DAILY GRINDER: Philly’s Anti-Obesity Policy Recognized—for Success

Think Progress blogged yesterday about Philadelphia’s drop in the childhood obesity rate (it’s gone down about 5 percent) and are crediting things like, well, our Mayor’s and city’s obesity-reduction policies, especially as it’s effected minorities. “Philadelphia, which has the biggest share of residents living in poverty of the nation’s 10 largest cities, stands out because its decline was most pronounced among minorities. Obesity among 120,000 public school students measured between 2006 and 2010 declined by 8 percent among black boys and by 7 percent among Hispanic girls, compared with a 0.8 percent decline for white girls and a 6.8 percent decline for white boys,” they write.

Pennsylvania Senator Bob Casey sponsored a measure in the Senate on Monday that recognized former Senator Arlen Specter’s death. Specter, it was noted, “was admired for his independent decision making and willingness to cross party lines.” It passed unanimously.

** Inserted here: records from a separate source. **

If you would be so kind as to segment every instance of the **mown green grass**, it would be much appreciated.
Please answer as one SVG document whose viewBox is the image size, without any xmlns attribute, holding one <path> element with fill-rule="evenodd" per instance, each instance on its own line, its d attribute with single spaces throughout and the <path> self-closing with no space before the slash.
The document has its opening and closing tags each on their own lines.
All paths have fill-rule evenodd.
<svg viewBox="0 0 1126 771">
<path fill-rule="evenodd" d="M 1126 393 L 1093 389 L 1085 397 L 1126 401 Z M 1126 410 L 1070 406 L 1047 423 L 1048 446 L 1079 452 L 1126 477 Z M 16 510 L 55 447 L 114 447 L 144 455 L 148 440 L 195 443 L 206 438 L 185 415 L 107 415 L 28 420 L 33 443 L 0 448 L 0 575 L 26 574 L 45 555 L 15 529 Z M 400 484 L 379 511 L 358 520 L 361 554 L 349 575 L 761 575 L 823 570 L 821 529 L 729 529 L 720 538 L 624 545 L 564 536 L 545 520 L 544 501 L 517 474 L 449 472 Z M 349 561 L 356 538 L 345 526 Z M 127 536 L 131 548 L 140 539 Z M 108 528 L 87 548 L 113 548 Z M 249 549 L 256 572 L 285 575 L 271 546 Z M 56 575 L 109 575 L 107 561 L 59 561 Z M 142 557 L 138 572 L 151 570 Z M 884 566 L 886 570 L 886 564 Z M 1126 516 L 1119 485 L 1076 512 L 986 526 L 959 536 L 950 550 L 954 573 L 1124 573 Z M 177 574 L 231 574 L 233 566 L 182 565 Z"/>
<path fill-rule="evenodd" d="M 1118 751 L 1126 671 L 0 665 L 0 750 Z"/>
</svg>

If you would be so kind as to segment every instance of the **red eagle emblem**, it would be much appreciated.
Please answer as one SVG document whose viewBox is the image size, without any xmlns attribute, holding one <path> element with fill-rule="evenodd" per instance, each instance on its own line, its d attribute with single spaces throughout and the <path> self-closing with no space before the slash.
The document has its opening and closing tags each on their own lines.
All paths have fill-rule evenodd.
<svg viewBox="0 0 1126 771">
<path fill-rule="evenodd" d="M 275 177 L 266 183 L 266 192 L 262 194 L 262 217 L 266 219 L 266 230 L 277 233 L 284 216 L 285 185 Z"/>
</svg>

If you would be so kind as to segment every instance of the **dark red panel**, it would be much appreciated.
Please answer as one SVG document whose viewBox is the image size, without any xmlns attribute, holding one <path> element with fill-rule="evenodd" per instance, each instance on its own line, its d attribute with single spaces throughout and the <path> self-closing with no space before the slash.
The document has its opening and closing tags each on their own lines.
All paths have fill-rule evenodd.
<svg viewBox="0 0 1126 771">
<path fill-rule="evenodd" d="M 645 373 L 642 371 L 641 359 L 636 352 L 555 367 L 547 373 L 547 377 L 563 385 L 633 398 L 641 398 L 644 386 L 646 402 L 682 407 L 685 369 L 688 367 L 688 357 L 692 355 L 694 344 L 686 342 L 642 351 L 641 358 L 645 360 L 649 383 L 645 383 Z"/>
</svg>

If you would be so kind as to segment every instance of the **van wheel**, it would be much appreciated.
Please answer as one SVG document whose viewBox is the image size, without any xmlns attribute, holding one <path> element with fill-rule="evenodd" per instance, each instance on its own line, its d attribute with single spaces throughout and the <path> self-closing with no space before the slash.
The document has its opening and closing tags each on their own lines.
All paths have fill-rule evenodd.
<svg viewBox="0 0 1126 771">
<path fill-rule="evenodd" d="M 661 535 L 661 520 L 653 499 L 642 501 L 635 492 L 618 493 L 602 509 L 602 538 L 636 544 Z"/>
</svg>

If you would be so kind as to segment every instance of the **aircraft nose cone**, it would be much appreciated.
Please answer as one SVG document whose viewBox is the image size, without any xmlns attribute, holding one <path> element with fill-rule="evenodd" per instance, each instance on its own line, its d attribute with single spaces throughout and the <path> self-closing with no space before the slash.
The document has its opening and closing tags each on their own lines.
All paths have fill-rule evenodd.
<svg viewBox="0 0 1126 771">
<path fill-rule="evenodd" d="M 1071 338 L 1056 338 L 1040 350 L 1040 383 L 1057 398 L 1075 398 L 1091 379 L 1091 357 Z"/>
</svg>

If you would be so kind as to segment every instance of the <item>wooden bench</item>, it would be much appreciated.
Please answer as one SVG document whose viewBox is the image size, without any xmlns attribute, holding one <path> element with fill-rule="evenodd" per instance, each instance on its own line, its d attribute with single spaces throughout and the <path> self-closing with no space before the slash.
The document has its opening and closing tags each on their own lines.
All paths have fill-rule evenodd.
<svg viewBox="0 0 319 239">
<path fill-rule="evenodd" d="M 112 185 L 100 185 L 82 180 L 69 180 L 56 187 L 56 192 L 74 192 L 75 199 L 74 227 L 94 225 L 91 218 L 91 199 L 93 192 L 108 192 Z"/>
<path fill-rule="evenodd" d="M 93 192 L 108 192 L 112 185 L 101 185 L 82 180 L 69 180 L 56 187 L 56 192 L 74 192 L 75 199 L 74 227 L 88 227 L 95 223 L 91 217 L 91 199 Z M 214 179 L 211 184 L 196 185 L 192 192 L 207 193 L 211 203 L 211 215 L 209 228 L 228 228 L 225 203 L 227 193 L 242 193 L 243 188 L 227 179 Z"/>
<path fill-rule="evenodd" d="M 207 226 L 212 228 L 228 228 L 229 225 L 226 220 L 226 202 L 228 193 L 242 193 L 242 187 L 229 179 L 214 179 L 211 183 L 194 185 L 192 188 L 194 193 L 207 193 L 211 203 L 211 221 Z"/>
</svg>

And speaking of Bob Casey, after some back and forth over the last couple days regarding whether he’d run for governor in 2014, he told The Hill that no, he would not be doing that—maybe! “If you rule something out that’s predicated by you spending a lot of time considering it in the first place,” he said. PoliticsPA first reported that Casey may be considering a run for governor when he did not answer a straightforward question on the topic straightforwardly last weekend. As they write of Casey’s new answer to The Hill: “Should Casey desire to end speculation definitively, he could say something along the lines of, ‘I am ruling out a bid for Governor in 2014,’ or, ‘There is no chance that I will run for Governor in 2014.’”

A federal civil jury found
that the city was not liable for the 2009 murder of a Port Richmond man by his neighbor, former police officer Frank Tepper. Tepper was off-duty at the time of the killing.

A California reggae musician wanted on child abuse charges was caught in Philadelphia.

Members of Fight for Philly and other advocates are pushing for new living-wage standards for low-wage workers at the Philadelphia International Airport. As it happens, many airport workers are given tipped wages, like restaurant workers, and are not earning a living wage. Advocates are trying to get airport workers—like cleaners, wheelchair attendants, baggage handlers—under the city’s minimum wage and benefit standard of $10.88 per hour and paid sick days.